The Chronicle of Broadway and me #1025(The Imbible: Sprited History Of Drinking/Mack And Mable)

2020年2月@ニューヨーク(その7)

 『The Imbible: Sprited History Of Drinking』(2月20日20:00@The Green Room/New World Stages)はニュー・ワールド・ステージズに入って左に下りて行ったところにあるバーで上演されている、観客が飲みながら楽しむ酒についてのミュージカル(ドリンク代は無料)。
 そもそもは、アルコール飲料の専門家であるアンソニー・カポレイリが、マンハッタンで開かれたカクテルについての催し物で、自身の講義の後に余興として作ったショウであるらしい。酒の起源に始まって、アルコール飲料が人類に与えた影響を歴史的に語り、一方でカクテルの作り方を伝授する。そんな内容。

 出演者は4人で、それぞれバーテンダーやウェイトレスを演じながら歌を歌う。それがア・カペラであるあたりが、聴きどころではある。
 楽曲は古今の既成曲にアンソニー・カポレイリが新たな詞を付けたもの。脚本もカポレイリ。
 演出ニコロ・ディマッテイ。
 


 『Mack And Mable』(2月22日14:00@City Center)はシティ・センター「アンコールズ!」の1作。
 作曲・作詞ジェリー・ハーマン。脚本マイケル・ステュワート。ジェリー・ハーマン作品としては、5年前の前作『Dear World』と連続しての興行的失敗作。ブロードウェイ初演は1974年10月で、プレヴュー5回、本公演66回で終わっている。

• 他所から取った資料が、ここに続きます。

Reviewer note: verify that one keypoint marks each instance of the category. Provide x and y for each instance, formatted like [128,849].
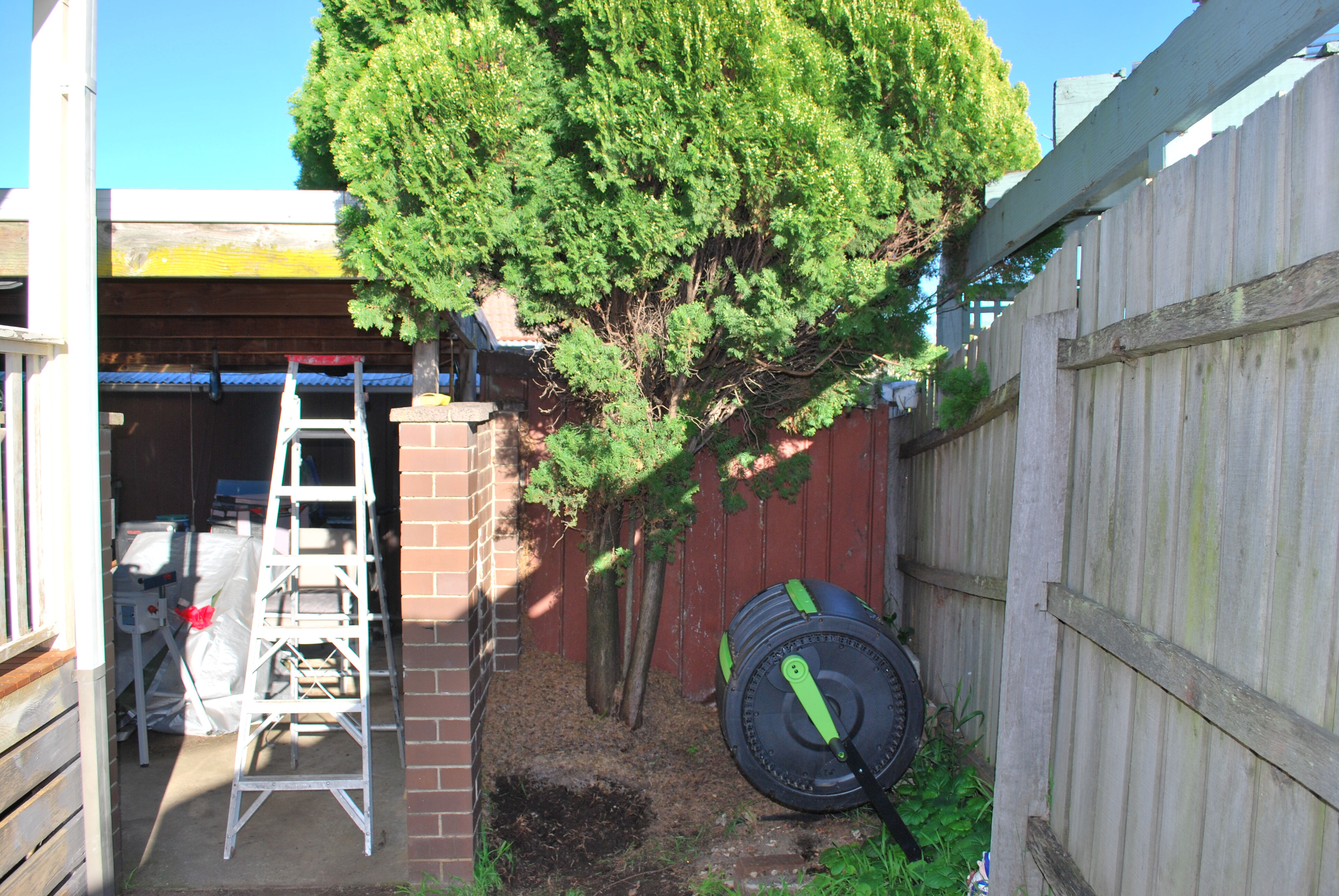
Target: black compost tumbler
[819,704]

 マックはマック・セネット。映画監督/プロデューサーとしてサイレント映画のスラップスティック・コメディでヒットを連発した。チャールズ・チャップリンを映画に初めて起用した人物としても知られている。
 メイベルはメイベル・ノーマンド。サイレント映画のスター女優だった人。
 一時期恋愛関係にあったと言われる、そんな2人を、結ばれそうで結ばれない“行き違い”の恋人と設定。その恋のゆくえを興味の軸にしながら、サイレント全盛時代のアメリカ映画界の波瀾万丈を描いていく。全体は、トーキーの時代を迎え現役でなくなった頃(1938年)のマックの回想になっていて、その時点でメイベルはすでに亡くなっている(1930年)。つまりは、ノスタルジックでセンチメンタルな構造。
 おそらく、同じように古い時代を扱った『Hello, Dolly!』で当てたジェリー・ハーマンの二匹目のドジョウを狙ったのだと思うが、楽曲の出来も含め、惹かれるところが少ないと感じた。

 ブロードウェイ版の見どころのひとつは、有名な「キーストン・コップス」の追いかけシーンをダンス仕立てにしたあたりにあったのではないかと想像する。と言うのも、演出・振付がガワー・チャンピオンだったからで、その再現は本来リーディング上演であるこのアンコールズ!版でも試みられている。振付は演出も兼ねたジョシュ・ローズ(『Rodgers + Hammerstein’s Cinderella』『First Date』It Shoulda Been You『Bright Star』)。ただし、成果はほどほど。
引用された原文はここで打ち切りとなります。